Is it a reboot? Is it a sequel? Is it an investigation into the mind of the anti-hero, asking the question “can bad people still do good things?”? Who cares: I saw a man get ripped in half by a giant man-shark, in full-frame with slow-mo, and laughed like a hyena while it happened.
The situation: a whole bunch of villains from the DC Z-list, played by an assortment of highly respected B and Almost-A-list actors, is being led by Rick Flag (Joel Kinnaman) and his trusty sidekick Harley Quinn (Margot Robbie) on a suicide mission to Some Place Tropical. That goes to tits, but Idris Elba is leading John Cena (once again playing against type in a bold, arsehole role), Daniela Melchior, David Dastmalchian and the aforementioned giant man-shark voiced by Sylvester Stallone and they’re going to save the day! How? Well, mostly with guns and extreme violence, but occasionally with superpowers that you didn’t know they had because you’ve never heard of their characters before. One of them is even called [Villain Name]2, which is how back-of-the -pile they are!

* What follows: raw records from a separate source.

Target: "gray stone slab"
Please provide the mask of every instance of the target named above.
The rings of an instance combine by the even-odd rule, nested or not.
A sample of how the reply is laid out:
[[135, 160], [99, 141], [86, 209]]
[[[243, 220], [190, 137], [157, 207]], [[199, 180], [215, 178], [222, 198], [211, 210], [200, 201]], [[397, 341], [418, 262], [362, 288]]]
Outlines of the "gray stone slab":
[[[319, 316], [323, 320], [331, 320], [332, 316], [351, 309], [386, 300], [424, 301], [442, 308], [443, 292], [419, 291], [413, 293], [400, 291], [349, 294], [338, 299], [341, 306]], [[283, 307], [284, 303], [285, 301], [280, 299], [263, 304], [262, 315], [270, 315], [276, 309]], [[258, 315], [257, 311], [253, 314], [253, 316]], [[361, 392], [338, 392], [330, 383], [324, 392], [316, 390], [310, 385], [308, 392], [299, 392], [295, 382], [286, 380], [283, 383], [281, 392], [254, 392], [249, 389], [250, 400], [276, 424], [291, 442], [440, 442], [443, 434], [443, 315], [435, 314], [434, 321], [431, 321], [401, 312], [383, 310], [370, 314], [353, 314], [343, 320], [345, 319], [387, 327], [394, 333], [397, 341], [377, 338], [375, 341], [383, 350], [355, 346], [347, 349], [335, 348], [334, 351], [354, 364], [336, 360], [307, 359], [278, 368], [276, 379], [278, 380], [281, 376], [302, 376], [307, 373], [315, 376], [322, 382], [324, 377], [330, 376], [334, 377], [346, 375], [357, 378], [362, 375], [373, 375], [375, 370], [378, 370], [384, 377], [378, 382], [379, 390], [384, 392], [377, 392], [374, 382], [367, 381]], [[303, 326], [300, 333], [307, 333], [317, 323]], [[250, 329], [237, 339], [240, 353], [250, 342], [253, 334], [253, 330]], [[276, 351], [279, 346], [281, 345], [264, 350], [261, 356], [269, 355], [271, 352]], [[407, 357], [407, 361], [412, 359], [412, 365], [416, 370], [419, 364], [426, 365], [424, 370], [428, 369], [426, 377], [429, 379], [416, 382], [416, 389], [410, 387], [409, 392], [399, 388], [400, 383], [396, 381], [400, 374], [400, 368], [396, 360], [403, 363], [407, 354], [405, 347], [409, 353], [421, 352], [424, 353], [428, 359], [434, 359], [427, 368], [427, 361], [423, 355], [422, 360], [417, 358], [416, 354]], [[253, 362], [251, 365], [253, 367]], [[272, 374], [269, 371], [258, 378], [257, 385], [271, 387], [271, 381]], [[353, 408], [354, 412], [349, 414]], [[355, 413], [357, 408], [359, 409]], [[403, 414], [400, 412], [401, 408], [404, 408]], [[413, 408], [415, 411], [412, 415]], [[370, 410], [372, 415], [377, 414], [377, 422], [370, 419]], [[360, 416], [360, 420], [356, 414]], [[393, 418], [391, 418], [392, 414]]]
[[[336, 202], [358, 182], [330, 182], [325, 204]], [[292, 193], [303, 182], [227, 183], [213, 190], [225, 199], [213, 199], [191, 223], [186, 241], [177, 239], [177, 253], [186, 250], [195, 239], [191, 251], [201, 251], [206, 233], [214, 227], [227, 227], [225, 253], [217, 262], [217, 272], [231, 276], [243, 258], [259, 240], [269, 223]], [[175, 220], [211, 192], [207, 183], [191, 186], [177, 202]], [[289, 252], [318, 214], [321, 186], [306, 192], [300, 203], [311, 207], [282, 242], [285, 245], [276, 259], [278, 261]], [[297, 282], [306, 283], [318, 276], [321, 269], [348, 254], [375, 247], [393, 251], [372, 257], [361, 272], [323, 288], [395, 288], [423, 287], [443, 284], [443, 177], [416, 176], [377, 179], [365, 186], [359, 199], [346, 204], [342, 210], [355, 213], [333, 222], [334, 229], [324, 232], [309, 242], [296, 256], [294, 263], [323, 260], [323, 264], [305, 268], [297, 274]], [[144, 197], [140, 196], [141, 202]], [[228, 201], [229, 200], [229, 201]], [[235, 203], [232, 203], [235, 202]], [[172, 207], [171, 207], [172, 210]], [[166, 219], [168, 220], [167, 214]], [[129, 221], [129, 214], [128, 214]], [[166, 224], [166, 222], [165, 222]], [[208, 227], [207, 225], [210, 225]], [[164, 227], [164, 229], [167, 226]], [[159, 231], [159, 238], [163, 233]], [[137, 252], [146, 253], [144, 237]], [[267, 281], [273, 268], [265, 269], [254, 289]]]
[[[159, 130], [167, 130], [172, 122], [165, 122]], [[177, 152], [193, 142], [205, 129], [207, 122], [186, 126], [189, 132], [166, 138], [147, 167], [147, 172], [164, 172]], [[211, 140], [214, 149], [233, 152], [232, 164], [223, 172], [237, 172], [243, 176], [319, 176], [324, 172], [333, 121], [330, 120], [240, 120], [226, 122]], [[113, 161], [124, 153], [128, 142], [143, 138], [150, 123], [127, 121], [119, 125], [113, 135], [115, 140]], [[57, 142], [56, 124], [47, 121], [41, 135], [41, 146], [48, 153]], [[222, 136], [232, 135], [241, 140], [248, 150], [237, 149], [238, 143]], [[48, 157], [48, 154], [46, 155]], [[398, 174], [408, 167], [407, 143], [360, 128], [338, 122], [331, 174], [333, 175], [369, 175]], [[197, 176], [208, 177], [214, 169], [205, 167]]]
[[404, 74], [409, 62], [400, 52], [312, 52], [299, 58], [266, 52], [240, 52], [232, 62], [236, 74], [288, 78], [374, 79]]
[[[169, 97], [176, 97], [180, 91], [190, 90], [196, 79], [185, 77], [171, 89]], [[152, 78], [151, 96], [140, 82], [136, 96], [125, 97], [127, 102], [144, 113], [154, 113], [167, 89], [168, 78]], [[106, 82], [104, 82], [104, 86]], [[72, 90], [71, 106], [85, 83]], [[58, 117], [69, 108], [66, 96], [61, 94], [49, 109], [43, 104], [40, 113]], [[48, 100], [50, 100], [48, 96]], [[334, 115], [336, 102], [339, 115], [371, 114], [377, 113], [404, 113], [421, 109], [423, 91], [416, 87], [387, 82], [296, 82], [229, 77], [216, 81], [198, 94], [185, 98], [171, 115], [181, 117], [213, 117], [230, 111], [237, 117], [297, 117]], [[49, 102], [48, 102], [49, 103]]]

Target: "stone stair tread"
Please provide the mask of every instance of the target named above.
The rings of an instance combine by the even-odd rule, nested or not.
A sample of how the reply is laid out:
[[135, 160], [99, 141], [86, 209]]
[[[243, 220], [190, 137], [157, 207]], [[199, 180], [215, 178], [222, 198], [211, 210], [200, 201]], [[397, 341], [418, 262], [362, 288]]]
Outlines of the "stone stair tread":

Is it a superhero movie? No. Is it a supervillain movie? Also no. This is a violent (and I do mean violent, there is way more gore on display than I expected) war movie, with a couple of comic-book accoutrements and a lot of The Dirty Dozen and Starship Troopers. It’s also got a hell of a lot of politics, nestling deep amongst the violence and presented as jokes. Proof positive that James Gunn knows his comic books. He also knows management, as the film follows the “storming, forming, norming and performing” stages of teambuilding. Just with more swearing and crazyness.
With over 15 named spandex-wearers on the rooster, how does this film give everyone enough screen time to develop their characters and make their presence worthwhile? Again, lots and lots of violence. Members of Task Force X get shot, exploded, stabbed, and otherwise terminally inconvenienced with great gusto, because Amanda Waller (Viola Davis, incredible as always) doesn’t care about their safety and because the script knows that making you feel that anyone could die at any time, regardless of their filmography, means you are fully engaged with what’s going on.

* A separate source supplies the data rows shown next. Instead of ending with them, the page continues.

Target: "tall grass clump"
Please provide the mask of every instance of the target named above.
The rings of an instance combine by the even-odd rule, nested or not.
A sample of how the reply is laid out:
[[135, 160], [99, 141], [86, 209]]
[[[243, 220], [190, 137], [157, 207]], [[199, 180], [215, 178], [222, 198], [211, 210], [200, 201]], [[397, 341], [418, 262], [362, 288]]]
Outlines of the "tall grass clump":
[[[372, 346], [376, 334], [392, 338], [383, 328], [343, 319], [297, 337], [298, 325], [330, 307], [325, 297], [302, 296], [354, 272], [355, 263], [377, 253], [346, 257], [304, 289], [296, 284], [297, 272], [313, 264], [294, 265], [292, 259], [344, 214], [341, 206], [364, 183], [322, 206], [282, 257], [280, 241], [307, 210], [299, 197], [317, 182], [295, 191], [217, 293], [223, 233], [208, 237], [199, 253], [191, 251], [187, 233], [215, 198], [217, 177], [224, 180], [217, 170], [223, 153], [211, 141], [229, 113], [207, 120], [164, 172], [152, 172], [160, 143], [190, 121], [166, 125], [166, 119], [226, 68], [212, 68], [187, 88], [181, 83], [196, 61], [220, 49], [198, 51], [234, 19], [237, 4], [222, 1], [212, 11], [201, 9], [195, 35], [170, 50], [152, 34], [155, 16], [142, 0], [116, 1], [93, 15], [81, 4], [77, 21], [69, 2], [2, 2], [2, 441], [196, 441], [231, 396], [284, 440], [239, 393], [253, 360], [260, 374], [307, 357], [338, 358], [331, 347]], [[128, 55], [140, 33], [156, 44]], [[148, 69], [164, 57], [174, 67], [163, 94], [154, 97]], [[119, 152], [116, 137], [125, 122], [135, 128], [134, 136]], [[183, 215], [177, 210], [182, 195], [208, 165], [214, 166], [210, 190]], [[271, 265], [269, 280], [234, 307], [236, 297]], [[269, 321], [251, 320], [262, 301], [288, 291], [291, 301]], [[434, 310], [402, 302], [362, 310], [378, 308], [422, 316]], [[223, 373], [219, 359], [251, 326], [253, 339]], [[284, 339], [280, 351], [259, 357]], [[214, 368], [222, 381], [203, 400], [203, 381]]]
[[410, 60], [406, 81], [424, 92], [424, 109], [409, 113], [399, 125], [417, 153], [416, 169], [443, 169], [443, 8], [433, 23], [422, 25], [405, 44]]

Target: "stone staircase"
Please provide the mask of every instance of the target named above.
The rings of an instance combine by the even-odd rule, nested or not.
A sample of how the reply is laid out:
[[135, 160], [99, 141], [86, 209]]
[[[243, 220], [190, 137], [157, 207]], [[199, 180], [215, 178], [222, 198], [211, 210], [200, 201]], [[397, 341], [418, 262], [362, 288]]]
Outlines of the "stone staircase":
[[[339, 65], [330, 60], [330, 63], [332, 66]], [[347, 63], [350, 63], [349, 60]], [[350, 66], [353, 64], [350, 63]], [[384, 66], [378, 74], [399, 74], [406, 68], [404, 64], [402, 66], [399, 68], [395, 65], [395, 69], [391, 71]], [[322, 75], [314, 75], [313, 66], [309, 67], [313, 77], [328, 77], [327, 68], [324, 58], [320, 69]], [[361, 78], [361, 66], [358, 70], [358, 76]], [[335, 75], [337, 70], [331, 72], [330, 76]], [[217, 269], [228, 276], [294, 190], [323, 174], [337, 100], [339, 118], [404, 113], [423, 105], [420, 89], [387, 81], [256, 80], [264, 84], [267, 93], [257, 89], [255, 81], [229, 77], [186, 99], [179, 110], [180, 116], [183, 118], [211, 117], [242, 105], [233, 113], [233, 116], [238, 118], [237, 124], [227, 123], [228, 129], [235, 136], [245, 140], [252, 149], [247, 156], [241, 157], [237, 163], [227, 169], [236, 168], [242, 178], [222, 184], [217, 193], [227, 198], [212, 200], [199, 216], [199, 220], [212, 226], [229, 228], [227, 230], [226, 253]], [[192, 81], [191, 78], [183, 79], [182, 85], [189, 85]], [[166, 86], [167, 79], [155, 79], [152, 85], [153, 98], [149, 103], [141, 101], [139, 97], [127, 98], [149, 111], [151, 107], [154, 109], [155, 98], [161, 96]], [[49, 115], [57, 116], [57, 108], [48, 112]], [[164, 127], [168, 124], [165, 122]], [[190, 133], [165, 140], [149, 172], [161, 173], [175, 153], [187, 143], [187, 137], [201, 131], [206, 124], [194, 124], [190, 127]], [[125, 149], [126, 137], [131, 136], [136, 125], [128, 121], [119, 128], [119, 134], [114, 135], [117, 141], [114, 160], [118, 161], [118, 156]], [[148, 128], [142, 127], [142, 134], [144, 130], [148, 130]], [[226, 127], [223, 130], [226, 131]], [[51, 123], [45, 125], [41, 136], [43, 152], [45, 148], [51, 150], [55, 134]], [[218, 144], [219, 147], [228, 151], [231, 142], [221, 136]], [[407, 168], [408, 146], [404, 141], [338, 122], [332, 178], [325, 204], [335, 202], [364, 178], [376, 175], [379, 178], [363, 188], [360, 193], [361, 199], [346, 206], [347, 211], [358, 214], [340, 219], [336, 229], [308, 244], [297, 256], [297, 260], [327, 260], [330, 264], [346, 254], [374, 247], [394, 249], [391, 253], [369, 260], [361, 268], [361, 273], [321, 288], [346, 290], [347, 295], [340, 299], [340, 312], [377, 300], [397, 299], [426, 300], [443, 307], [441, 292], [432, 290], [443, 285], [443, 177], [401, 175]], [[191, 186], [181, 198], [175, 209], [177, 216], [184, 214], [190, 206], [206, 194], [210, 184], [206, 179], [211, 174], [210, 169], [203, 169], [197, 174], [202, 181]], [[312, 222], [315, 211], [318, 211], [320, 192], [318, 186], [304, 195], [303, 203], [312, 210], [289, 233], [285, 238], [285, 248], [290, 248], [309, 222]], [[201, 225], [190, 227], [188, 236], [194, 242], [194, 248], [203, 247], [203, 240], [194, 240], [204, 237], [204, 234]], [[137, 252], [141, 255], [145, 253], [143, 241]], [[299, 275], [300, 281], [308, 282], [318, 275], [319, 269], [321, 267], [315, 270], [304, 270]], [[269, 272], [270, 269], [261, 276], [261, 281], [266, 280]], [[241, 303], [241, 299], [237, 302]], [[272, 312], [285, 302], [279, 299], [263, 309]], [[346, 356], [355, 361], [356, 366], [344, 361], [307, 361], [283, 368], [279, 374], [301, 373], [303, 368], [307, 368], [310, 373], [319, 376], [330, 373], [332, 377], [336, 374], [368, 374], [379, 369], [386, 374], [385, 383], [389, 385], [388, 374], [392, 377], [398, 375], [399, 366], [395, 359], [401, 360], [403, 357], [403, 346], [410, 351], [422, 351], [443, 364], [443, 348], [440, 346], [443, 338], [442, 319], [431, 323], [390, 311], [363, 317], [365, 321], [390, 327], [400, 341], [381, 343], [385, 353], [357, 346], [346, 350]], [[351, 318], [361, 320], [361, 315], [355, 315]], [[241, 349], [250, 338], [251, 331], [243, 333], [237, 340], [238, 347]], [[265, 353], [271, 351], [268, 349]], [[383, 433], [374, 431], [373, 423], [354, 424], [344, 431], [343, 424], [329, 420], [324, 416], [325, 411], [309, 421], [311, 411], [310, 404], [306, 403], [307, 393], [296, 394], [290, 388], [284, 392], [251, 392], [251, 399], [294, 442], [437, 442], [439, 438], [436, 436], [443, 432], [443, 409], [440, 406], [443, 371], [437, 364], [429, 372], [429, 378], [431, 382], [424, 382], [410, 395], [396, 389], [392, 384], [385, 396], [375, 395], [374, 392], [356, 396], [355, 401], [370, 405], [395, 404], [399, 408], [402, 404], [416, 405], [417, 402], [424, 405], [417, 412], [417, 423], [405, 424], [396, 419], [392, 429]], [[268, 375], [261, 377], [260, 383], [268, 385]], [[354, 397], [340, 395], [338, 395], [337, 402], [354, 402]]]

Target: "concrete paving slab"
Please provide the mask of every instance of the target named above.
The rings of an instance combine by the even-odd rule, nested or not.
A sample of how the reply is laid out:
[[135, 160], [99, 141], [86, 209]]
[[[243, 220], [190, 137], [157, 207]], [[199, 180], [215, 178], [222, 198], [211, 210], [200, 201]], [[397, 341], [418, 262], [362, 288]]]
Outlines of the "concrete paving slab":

Unlike with Suicide Squad (I will never understand the nomenclature for this series), this film has learned that quickly offing one villain, who’s hardly had a line, in the first 10 minutes doesn’t build tension in a two-hour marathon. The Suicide Squad has also learned that giving Waller a support team that thinks she’s an evil bitch ups her evil bitch vibes and that classic songs work even better when they relate to what’s happening onscreen. Suicide Squad played “Fortunate Son” because… erm… helicopters and war??? The Suicide Squad starts with “Folsom Prison Blues” because the film starts in a prison with a guy who’s in there for murder.
The other neat trick it’s done is to not have Harley Quinn in every scene, for really organic reasons. Margot Robbie plays the role perfectly, and here she is given a really intelligent script that both evolves the character and demonstrates how psychotically delusional she is. That means that she’s either in a scene and dominating or in a scene and needs to be artificially held back to give anyone else a chance. Here, she owns the camera whenever it’s near her but the rest of the cast gets to have fun without her for incredibly well-structured reasons.
Is it any good? Well, how do 132 minutes of anti-social people being excessively violent for your amusement and then beating up a giant monster as a final act sound to you? This isn’t out to build a complex world, challenge your life philosophy, or make you think better of any of the characters. It’s out to punch people in the balls, have a giant man-shark eat people whole as a sneak attack (be honest, does it show that I’m a King Shark fan?), and shot a lot of bullets into a lot of people with a lot of unnecessary detail for your sadistic, twisted enjoyment. It does that brilliantly, in technicolor, and with everything turned to max.
So, to answer the opening paragraph: maybe this film is more of a “look, here’s how you do [Genre X] right!”
The Suicide Squad is in cinemas now. When will it be on Streaming Services? Ask a contract lawyer.